No windfall for Nigeria as oil majors sanction $125 bn projects

Nigeria’s hopes for a major oil revenue boost in 2024 appear dashed as international oil companies (IOCs) prioritise projects elsewhere, sanctioning a staggering $125 billion worth of investments globally.

This news comes as a blow to the nation’s budget, which heavily relies on income from oil exports.

International oil and gas majors and the Middle East’s national oil companies are expected to give the nod this year to up to 30 projects, worth a total investment of $125 billion and holding an estimated 14 billion barrels of oil equivalent (boe) of resources.

An analysis by energy research firm Wood Mackenzie revealed that upstream oil and gas projects are expected to reach final investment decisions (FIDs) in 2024, surpassing the 22 sanctioned upstream developments of the previous year.
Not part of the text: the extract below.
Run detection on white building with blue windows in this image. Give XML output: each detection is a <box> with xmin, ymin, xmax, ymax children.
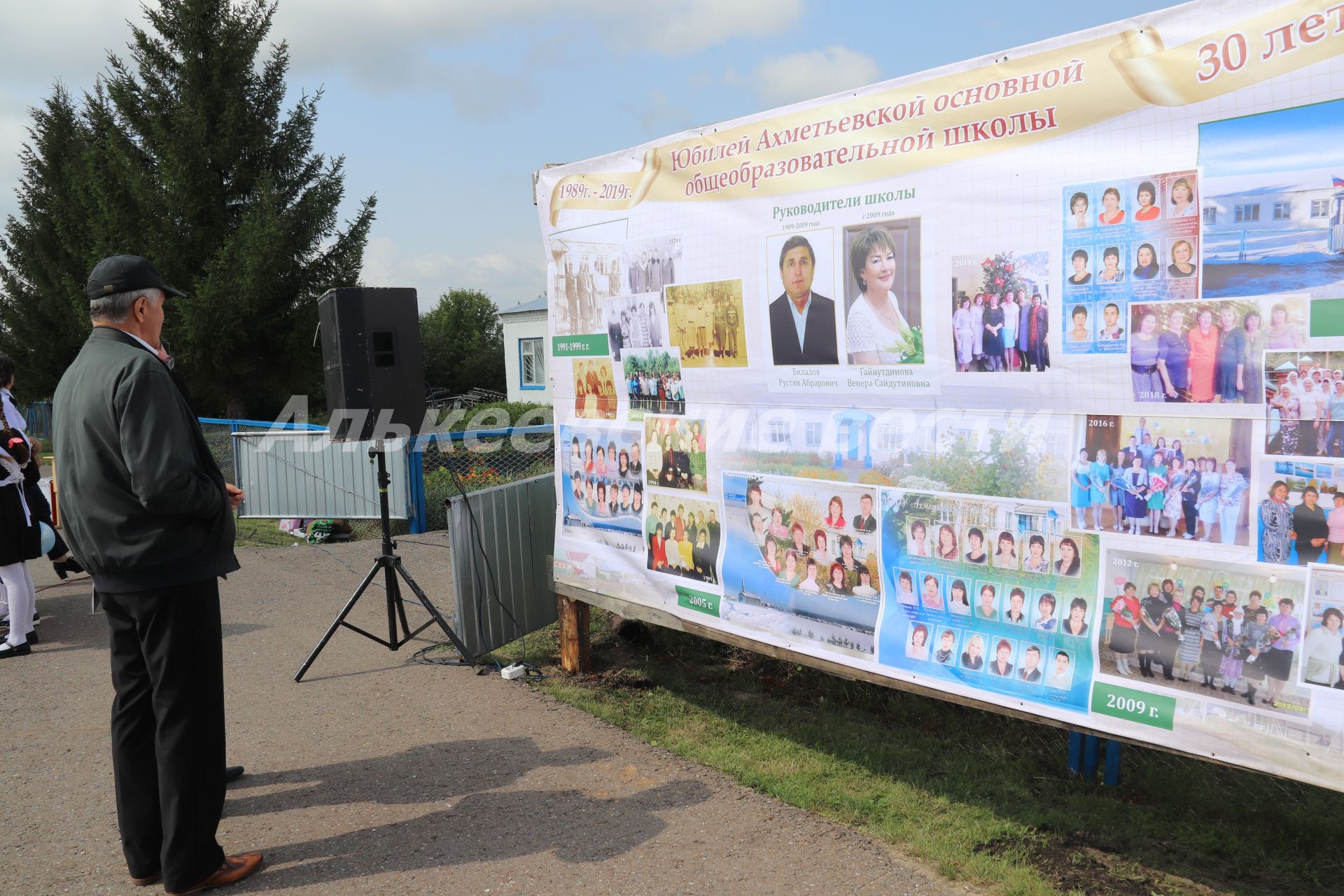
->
<box><xmin>498</xmin><ymin>298</ymin><xmax>551</xmax><ymax>405</ymax></box>
<box><xmin>1200</xmin><ymin>172</ymin><xmax>1344</xmax><ymax>262</ymax></box>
According to WoodMac, the ‘FID class of 2024’ is projected to exhibit lower average emissions intensity compared to the global upstream average, as per the consultancy’s assessments.

The anticipated projects set for sanctioning this year are expected to register an average emissions intensity of 13.6 kg of CO2e per boe, a notable reduction from the global upstream average of 21 kg CO2e/boe, which includes liquefaction emissions.

In addition, there’s an observable enhancement in project economics. WoodMac highlights that within the class of 2024 sanctioned projects, there will be a growth in the proportion of liquids compared to natural gas.

The weighted average internal rate of return (IRR) for the class of 2024 stands at an impressive 23 percent. To achieve a mere 15 percent IRR, this year’s projects would require an average oil price of $47 per barrel, compared to last year’s project breakevens at $49 per barrel, according to WoodMac’s analysis.

“The higher liquids weighting and higher long-term price assumptions will improve IRRs for this year’s projects,” Ross McGavin, principal analyst at Wood Mackenzie, said.

“Most payback periods are less than eight years from FID, as operators focus on rapid execution, lower unproductive capital, and higher returns.”

Meanwhile, TotalEnergies leads the pack with two of the top five largest projects in terms of capital expenditure out of the anticipated $125 billion expenditure for this year.
According to estimates by Wood Mackenzie, the French supermajor aims to finalise investment decisions on projects totalling nearly $30 billion in capital expenditure.

However, the report highlights a potential disconnect, as it remains unclear whether Nigeria’s National Petroleum Company (NNPC) Limited is included in these projections as oil majors continue to divest from the Nigerian market.

While the global oil market seems to be regaining confidence, with companies prioritising deepwater projects for their economic viability, the extent of NNPC’s involvement in these upcoming sanctions is yet to be determined.

In the last 14 months, oil majors Eni, Equinor, Shell, ExxonMobil, and TotalEnergies among others have divested some of their oil assets in Nigeria on the back of insecurity, energy transition, and oil theft.

Nigeria is one of the key players in the global oil and gas market and a member of the Organization of Petroleum Exporting Countries (OPEC). But the country has already seen $21 billion worth of assets divested, according to Oilprice, putting its future in jeopardy.